The Don't's of Charting
- Don't chart a symptom, such as "c/o pain," without also charting what you did about it.
- Don't alter a client's record...this is a criminal offense. Here are the four red flags of chart altering that are to be avoided:
- Don't add information at a later date without indicating that you did so.
- Don't date the entry so that it appears to have been written at an earlier time.
- Don't add inaccurate information.
- Don't destroy records.
- Don't use shorthand or abbreviations that aren't widely accepted or at least not accepted in your facility. If you can't remember the acceptable abbreviation, then write out the term.
- Don't write vague descriptions, such as "drainage on bed" or "a large amount."
- Don't give excuses, such as "Medicines not given because not available."
- Don't chart what someone else said, heard, felt, or smelled unless the information is critical. In that case, use quotations and give credit to the individual who said or experienced it.
- Don't chart your opinions.
- Don't use language that suggests a negative attitude towards your client such as the words stubborn, drunk, weird, looney or nasty.
- Don't be wishy-washy. Avoid using vague terms like "appears to be" or "apparently" which make it seem as though you are not sure what you are describing or doing.
- Don't chart ahead of time...something may happen and you may be unable to actually give the care that you've charted. And that goes for charting care given by others...don't do it.

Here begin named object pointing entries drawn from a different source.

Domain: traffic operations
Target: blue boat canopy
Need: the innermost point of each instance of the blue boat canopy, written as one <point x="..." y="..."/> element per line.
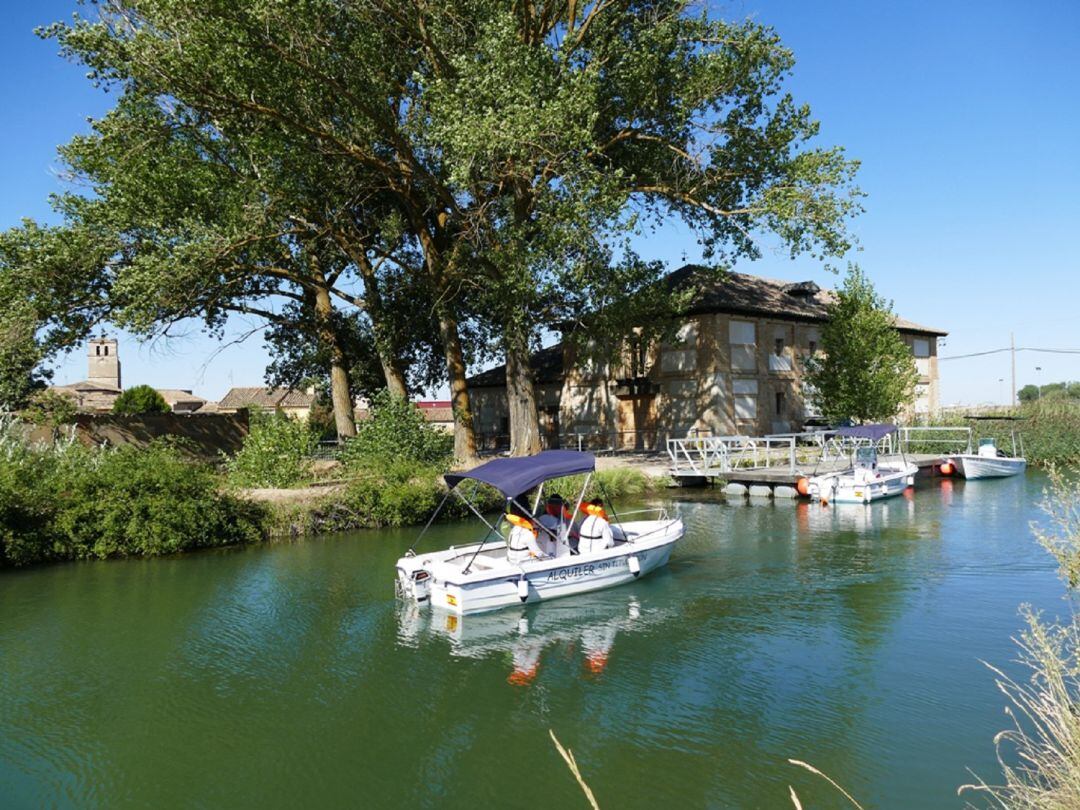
<point x="515" y="475"/>
<point x="873" y="432"/>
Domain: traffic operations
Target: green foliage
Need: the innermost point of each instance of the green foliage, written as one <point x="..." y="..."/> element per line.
<point x="1050" y="391"/>
<point x="396" y="430"/>
<point x="1050" y="431"/>
<point x="50" y="408"/>
<point x="616" y="484"/>
<point x="140" y="400"/>
<point x="497" y="158"/>
<point x="397" y="493"/>
<point x="277" y="453"/>
<point x="69" y="502"/>
<point x="866" y="373"/>
<point x="54" y="285"/>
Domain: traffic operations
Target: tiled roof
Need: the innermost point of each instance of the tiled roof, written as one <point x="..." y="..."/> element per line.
<point x="88" y="386"/>
<point x="437" y="415"/>
<point x="753" y="295"/>
<point x="265" y="397"/>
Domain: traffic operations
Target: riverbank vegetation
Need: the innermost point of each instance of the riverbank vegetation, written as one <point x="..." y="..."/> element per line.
<point x="1040" y="753"/>
<point x="65" y="501"/>
<point x="1050" y="430"/>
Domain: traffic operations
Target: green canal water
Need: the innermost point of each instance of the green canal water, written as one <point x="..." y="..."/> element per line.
<point x="288" y="676"/>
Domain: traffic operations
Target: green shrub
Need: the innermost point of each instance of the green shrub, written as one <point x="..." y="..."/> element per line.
<point x="396" y="431"/>
<point x="394" y="494"/>
<point x="277" y="453"/>
<point x="1050" y="431"/>
<point x="69" y="502"/>
<point x="140" y="400"/>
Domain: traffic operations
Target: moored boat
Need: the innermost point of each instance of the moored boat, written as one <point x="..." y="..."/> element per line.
<point x="988" y="462"/>
<point x="483" y="577"/>
<point x="868" y="477"/>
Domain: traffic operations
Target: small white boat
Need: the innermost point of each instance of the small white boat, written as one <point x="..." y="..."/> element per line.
<point x="868" y="477"/>
<point x="988" y="462"/>
<point x="478" y="577"/>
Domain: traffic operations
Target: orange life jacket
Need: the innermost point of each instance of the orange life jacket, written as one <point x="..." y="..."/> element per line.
<point x="593" y="511"/>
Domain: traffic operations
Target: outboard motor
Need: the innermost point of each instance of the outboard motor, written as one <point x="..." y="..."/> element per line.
<point x="413" y="582"/>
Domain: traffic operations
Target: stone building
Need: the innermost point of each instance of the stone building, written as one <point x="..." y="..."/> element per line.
<point x="296" y="404"/>
<point x="734" y="367"/>
<point x="102" y="387"/>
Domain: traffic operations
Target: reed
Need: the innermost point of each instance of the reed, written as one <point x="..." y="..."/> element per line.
<point x="1040" y="753"/>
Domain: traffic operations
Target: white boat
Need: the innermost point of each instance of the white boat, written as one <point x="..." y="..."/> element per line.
<point x="478" y="577"/>
<point x="988" y="462"/>
<point x="869" y="477"/>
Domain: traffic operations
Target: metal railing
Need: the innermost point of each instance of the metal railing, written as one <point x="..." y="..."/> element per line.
<point x="935" y="440"/>
<point x="710" y="456"/>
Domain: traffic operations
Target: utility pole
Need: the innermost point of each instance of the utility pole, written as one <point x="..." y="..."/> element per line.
<point x="1012" y="346"/>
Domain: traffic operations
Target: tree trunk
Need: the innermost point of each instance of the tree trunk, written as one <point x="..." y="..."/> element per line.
<point x="340" y="390"/>
<point x="521" y="396"/>
<point x="373" y="306"/>
<point x="464" y="435"/>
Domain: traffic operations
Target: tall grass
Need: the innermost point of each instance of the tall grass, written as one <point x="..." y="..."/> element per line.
<point x="1040" y="753"/>
<point x="1050" y="431"/>
<point x="65" y="501"/>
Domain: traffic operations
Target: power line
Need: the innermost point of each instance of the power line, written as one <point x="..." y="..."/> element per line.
<point x="1009" y="349"/>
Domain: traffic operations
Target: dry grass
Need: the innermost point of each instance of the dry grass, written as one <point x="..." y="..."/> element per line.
<point x="1040" y="753"/>
<point x="572" y="765"/>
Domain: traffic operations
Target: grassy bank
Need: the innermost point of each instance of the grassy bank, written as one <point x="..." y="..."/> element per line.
<point x="404" y="494"/>
<point x="65" y="501"/>
<point x="1050" y="431"/>
<point x="69" y="502"/>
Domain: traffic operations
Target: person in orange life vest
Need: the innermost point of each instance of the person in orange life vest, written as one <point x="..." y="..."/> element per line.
<point x="554" y="527"/>
<point x="595" y="531"/>
<point x="522" y="542"/>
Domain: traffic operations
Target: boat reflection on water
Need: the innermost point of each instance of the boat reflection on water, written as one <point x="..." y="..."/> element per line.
<point x="589" y="622"/>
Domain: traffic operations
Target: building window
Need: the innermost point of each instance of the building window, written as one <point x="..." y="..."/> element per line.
<point x="743" y="339"/>
<point x="744" y="396"/>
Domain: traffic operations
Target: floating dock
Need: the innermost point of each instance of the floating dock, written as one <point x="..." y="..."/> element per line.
<point x="766" y="467"/>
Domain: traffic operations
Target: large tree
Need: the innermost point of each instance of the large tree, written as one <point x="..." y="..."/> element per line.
<point x="865" y="372"/>
<point x="482" y="121"/>
<point x="54" y="287"/>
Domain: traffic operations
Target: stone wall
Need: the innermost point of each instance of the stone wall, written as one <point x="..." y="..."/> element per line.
<point x="207" y="435"/>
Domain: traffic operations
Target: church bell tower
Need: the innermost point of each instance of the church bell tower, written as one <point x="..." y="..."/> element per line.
<point x="104" y="363"/>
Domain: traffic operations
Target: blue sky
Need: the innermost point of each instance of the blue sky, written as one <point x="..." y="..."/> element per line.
<point x="964" y="116"/>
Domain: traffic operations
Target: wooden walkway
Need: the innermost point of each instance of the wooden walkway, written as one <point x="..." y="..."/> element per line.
<point x="928" y="466"/>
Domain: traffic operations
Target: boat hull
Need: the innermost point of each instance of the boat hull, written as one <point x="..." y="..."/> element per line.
<point x="451" y="589"/>
<point x="985" y="467"/>
<point x="846" y="488"/>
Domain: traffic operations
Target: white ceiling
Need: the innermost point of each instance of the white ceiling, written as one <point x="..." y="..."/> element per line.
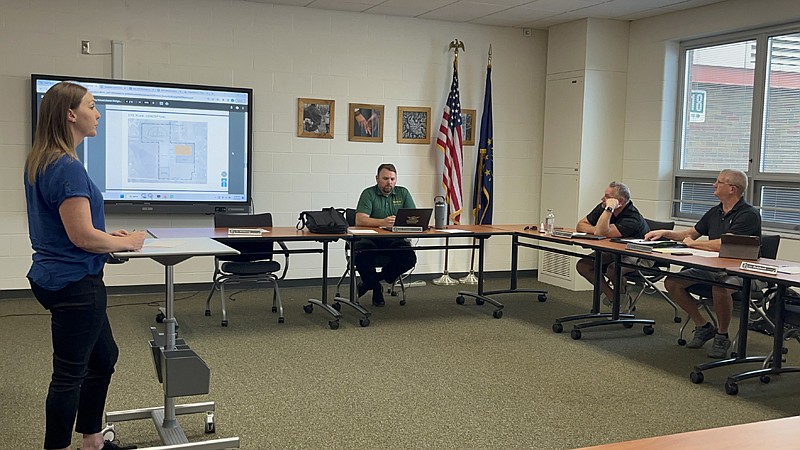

- Notes filled with misspelled words and incorrect grammar are as bad as those done in illegible handwriting. Information may be misunderstood if such notes end up in a court room.
- Don't record staffing problems.
- Don't record staff conflicts.
- Don't document casual conversations with your colleagues.
Hold on, there's more! Here are a few other noteworthy don't's:
- Don't use whiteout or an eraser. If you make a mistake, draw a single line through the entry and write "mistaken entry" rather than "error." The word error could seem to indicate that a mistake in care, not documentation, was made. Write in the correct entry as close to the mistaken entry as possible and sign with your first initial, last name and title (Eliopoulos, 1998, p, 71). Also writing "oops," "oh no" or "sorry" or drawing a happy or sad face anywhere on a record is unprofessional and inappropriate.
- No empty lines or spaces... fill in the empty line or space with a single line to prevent charting by someone else (Kozier, 2000, p. 200).
- No writing in the margins.
- No mention of any incident or accident report in the medical record ... document only the facts of an incident and never write the words "incident report" or indicate that you have filed one.
- Don't use words associated with errors or ones that suggest that the patient's safety was in danger such as: "by mistake," "accidentally," "unintentionally," "miscalculated," "confusing."
- Don't name a second patient. Doing so violates that patient's confidentiality. If you have to refer to a second client, do so by using the word "roommate" or the room number.